Installation art: a creative approach
We made a selection of creative installation art by artists such as Mona Hatoum, Isaac Cordal, Jeppe Hein and more.
“Waiting for climate change” (2013) is a project by installation street artist Isaac Cordal: “My style is related to humor and decadence. The modern lifestyle has encouraged large social class differences but I think we still could get together around a campfire and sing happy songs”.
“I prefer to see a city where people painted in walls than a clean city reflecting social control. I think the street art as a movement has given legitimacy to the forms of urban expression, but they had been there long time before the media boom. I don´t know if I am involved in the street art movement but I like doing things on the street … it is open 24 hours a day.” (via Dumbwall)
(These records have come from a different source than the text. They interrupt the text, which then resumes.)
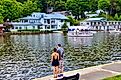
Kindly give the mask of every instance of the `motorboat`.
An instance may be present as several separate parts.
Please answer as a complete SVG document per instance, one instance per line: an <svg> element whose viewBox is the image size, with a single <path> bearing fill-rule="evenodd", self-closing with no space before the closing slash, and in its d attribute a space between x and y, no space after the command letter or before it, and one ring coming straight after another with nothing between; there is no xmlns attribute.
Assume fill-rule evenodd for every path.
<svg viewBox="0 0 121 80"><path fill-rule="evenodd" d="M68 36L69 37L93 37L93 33L91 33L90 31L79 31L79 32L69 31Z"/></svg>

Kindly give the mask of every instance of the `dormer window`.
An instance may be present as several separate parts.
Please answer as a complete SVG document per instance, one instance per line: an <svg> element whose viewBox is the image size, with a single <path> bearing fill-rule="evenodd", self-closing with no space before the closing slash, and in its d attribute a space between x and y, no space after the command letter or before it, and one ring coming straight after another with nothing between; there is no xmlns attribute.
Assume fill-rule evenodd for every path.
<svg viewBox="0 0 121 80"><path fill-rule="evenodd" d="M33 15L33 17L35 17L35 15Z"/></svg>

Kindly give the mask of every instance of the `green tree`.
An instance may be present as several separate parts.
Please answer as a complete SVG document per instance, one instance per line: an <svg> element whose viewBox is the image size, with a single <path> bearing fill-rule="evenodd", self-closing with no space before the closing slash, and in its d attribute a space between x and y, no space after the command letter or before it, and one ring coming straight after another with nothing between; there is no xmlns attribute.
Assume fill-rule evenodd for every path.
<svg viewBox="0 0 121 80"><path fill-rule="evenodd" d="M116 21L119 21L118 14L115 14L114 19L115 19Z"/></svg>
<svg viewBox="0 0 121 80"><path fill-rule="evenodd" d="M85 17L84 11L88 10L88 2L82 1L82 0L67 0L66 3L67 10L70 10L72 14L76 17L76 19L79 19L79 15L81 17Z"/></svg>
<svg viewBox="0 0 121 80"><path fill-rule="evenodd" d="M64 1L56 1L55 2L55 11L64 11L66 10L66 3Z"/></svg>
<svg viewBox="0 0 121 80"><path fill-rule="evenodd" d="M23 16L28 16L32 14L32 12L38 12L40 11L40 8L37 7L37 1L33 2L30 0L27 0L27 2L24 2L23 4Z"/></svg>
<svg viewBox="0 0 121 80"><path fill-rule="evenodd" d="M14 20L19 18L22 13L22 4L16 0L2 0L1 4L3 6L3 17Z"/></svg>
<svg viewBox="0 0 121 80"><path fill-rule="evenodd" d="M3 18L4 18L2 15L3 12L4 12L3 6L0 5L0 23L3 23Z"/></svg>
<svg viewBox="0 0 121 80"><path fill-rule="evenodd" d="M98 8L104 11L109 11L110 9L110 0L99 0Z"/></svg>
<svg viewBox="0 0 121 80"><path fill-rule="evenodd" d="M119 21L121 21L121 15L119 16Z"/></svg>
<svg viewBox="0 0 121 80"><path fill-rule="evenodd" d="M74 25L77 26L77 25L79 25L79 21L73 19L71 16L68 16L68 22L70 22L71 26L74 26Z"/></svg>
<svg viewBox="0 0 121 80"><path fill-rule="evenodd" d="M90 8L90 11L92 11L92 12L98 10L98 0L90 0L89 8Z"/></svg>
<svg viewBox="0 0 121 80"><path fill-rule="evenodd" d="M63 31L66 31L67 28L68 28L68 26L67 26L67 23L65 22L65 23L63 24L63 26L62 26L62 30L63 30Z"/></svg>

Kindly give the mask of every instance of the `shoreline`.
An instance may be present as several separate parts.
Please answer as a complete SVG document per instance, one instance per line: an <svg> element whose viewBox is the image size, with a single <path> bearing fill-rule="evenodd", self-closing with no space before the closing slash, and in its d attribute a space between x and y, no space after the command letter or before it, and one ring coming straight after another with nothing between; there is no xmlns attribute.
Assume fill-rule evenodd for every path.
<svg viewBox="0 0 121 80"><path fill-rule="evenodd" d="M106 78L106 77L112 77L112 76L121 74L121 72L103 69L103 67L105 67L105 66L112 66L114 64L121 64L121 61L115 61L115 62L108 63L108 64L92 66L92 67L88 67L88 68L84 68L84 69L78 69L78 70L74 70L74 71L68 71L68 72L64 72L63 75L64 76L71 76L71 75L75 75L75 74L79 73L80 77L83 78L84 75L93 74L95 72L98 72L98 73L99 72L105 72L105 73L109 74L109 75L104 75L104 77L101 78L101 79L103 79L103 78ZM53 78L53 75L49 75L49 76L45 76L45 77L41 77L41 78L35 78L33 80L56 80L56 79ZM86 80L86 79L81 79L81 80Z"/></svg>

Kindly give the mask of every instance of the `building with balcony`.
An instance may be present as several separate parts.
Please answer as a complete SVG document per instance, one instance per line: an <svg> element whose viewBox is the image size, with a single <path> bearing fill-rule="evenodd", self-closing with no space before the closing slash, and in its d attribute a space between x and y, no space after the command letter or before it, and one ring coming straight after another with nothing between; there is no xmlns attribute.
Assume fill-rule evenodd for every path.
<svg viewBox="0 0 121 80"><path fill-rule="evenodd" d="M11 31L18 30L59 30L68 18L58 13L39 13L34 12L31 16L20 18L20 22L11 22L14 27ZM67 24L69 26L69 24Z"/></svg>

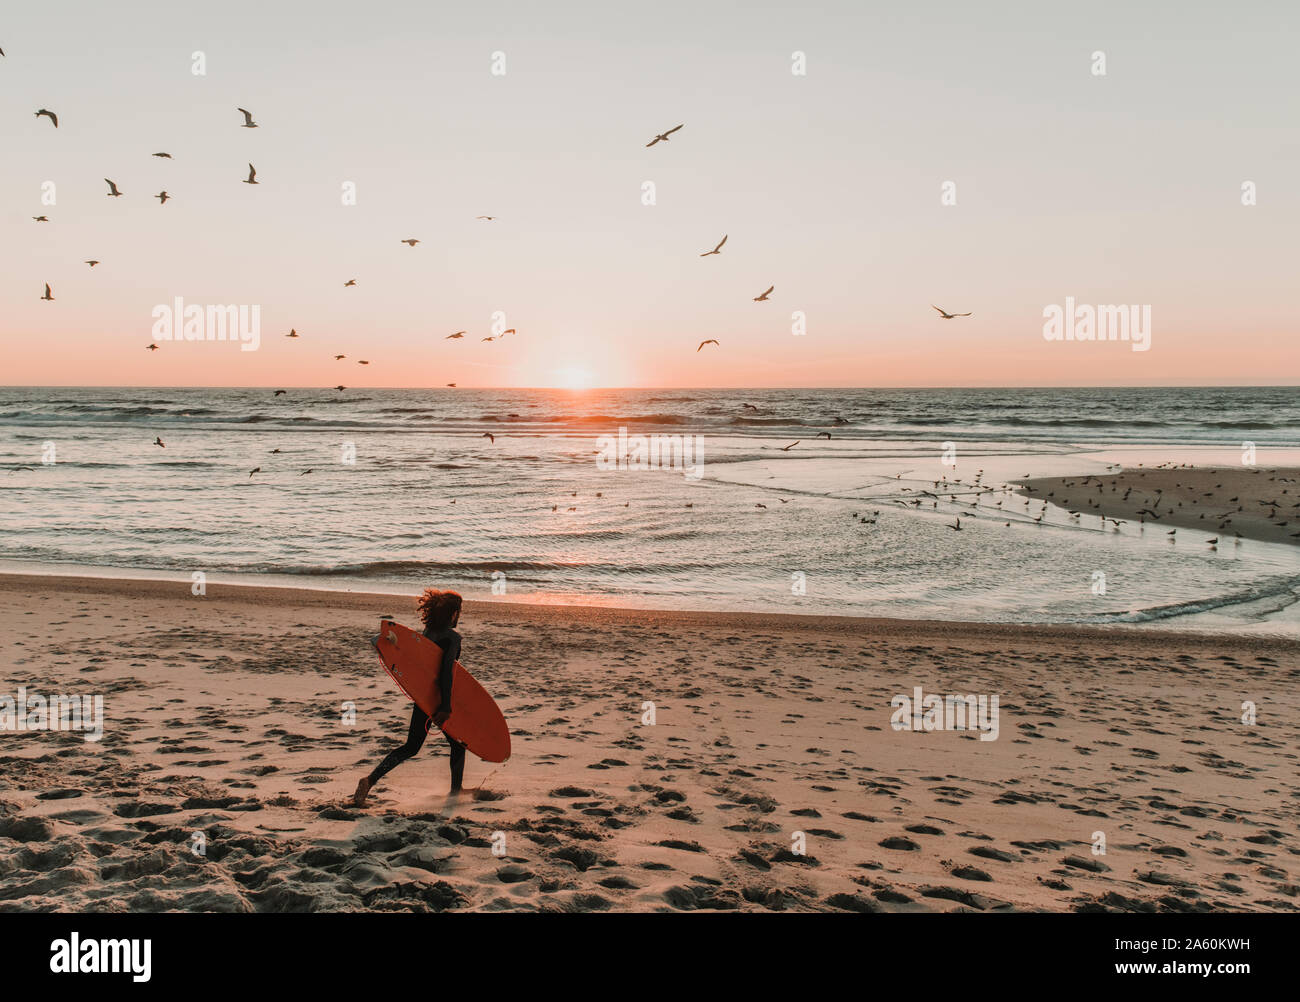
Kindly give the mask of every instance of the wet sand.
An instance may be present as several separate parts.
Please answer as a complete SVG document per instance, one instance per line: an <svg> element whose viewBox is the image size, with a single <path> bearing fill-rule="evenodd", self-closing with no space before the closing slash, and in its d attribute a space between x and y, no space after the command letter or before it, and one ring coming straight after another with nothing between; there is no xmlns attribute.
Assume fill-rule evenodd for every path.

Mona Hatoum is a video and installation artist of Palestinian origin from Beirut, Lebanon, currently based in London. She often focuses on themes such as power and politics, conflict and contradiction, the body, gender and feminism, cultural differences, the dangers of the domestic world, and was mainly influenced by minimal and conceptual art.
“Cage and Mirror” (2011) is an installation by Jeppe Hein (b. 1974, Copenhagen).
“Rather than passive perception and theoretical reflection, the visitor’s direct and physical experiences are important to me. Thus, one of the most outstanding characteristics of my artworks is their interactivity.” (via)
In his installation, Yasuaki Onishi “uses the simplest materials — plastic sheeting and black hot glue — to create a monumental, mountainous form that appears to float inside of Rice University Art Gallery”.
The “Angles Mirror” (2013) was created by New York-based artist Daniel Rozin, specialized in interactive art.